GPU Job Statistics

GPU metrics (currently only NVIDIA) are collected by the Jobstats GPU exporter which was based on the exporter by Rohit Agarwal [1]. The main local changes were to add the handling of Multi-Instance GPUs (MIG) and two additional gauge metrics: nvidia_gpu_jobId and nvidia_gpu_jobUid.
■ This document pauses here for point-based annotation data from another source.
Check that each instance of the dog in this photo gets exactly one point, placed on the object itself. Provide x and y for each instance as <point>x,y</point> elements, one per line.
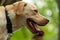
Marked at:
<point>21,13</point>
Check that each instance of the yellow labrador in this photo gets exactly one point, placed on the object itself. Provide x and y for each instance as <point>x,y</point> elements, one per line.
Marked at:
<point>21,13</point>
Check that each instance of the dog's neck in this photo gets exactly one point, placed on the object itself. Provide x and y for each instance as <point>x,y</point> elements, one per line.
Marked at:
<point>17,21</point>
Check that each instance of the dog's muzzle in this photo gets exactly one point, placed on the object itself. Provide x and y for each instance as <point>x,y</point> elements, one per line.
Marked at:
<point>32,26</point>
The table below lists all of the collected GPU fields.

Name	Description	Type
`nvidia_gpu_duty_cycle`	GPU utilization	gauge
`nvidia_gpu_memory_total_bytes`	Total memory of the GPU device in bytes	gauge
`nvidia_gpu_memory_used_bytes`	Memory used by the GPU device in bytes	gauge
`nvidia_gpu_num_devices`	Number of GPU devices gauge	gauge
`nvidia_gpu_power_usage_milliwatts`	Power usage of the GPU device in milliwatts	gauge
`nvidia_gpu_temperature_celsius`	Temperature of the GPU device in Celsius	gauge
`nvidia_gpu_jobId`	JobId number of a job currently using this GPU as reported by Slurm	gauge
`nvidia_gpu_jobUid`	UID number of user running jobs on this GPU	gauge

Note

Note that the approach described here is not appropriate for clusters that allow for GPU sharing (e.g., sharding).

GPU Job Ownership Helper

In order to correctly track which GPU is assigned to which jobid, we use Slurm prolog and epilog scripts to create files in /run/gpustat. These files are named either after GPU ordinal number (0, 1, ...) or, in the case of Multi-Instance GPUs (MIG), MIG-UUID. These files contain the space-separated jobid and UID number of the user, for example:

$ cat /run/gpustat/MIG-265a219d-a49f-578a-825d-222c72699c16
45916256 262563

These two scripts can be found in the slurm directory of the Jobstats GitHub repository. For example, slurm/epilog.d/gpustats_helper.sh could be installed as /etc/slurm/epilog.d/gpustats_helper.sh and slurm/prolog.d/gpustats_helper.sh as /etc/slurm/prolog.d/gpustats_helper.sh with these slurm.conf statements:

Prolog=/etc/slurm/prolog.d/*.sh
Epilog=/etc/slurm/epilog.d/*.sh

For efficiency and simplicity, JobId and jobUid are collected from files in /run/gpustat/0 (for GPU 0), /run/gpustat/1 (for GPU 1), and so on. For example:

$ cat /run/gpustat/0
247609 223456

In the above, the first number is the jobid and the second is the UID number of the owning user. These are created with Slurm prolog.d and epilog.d scripts that can be found in the Jobstats GitHub repository.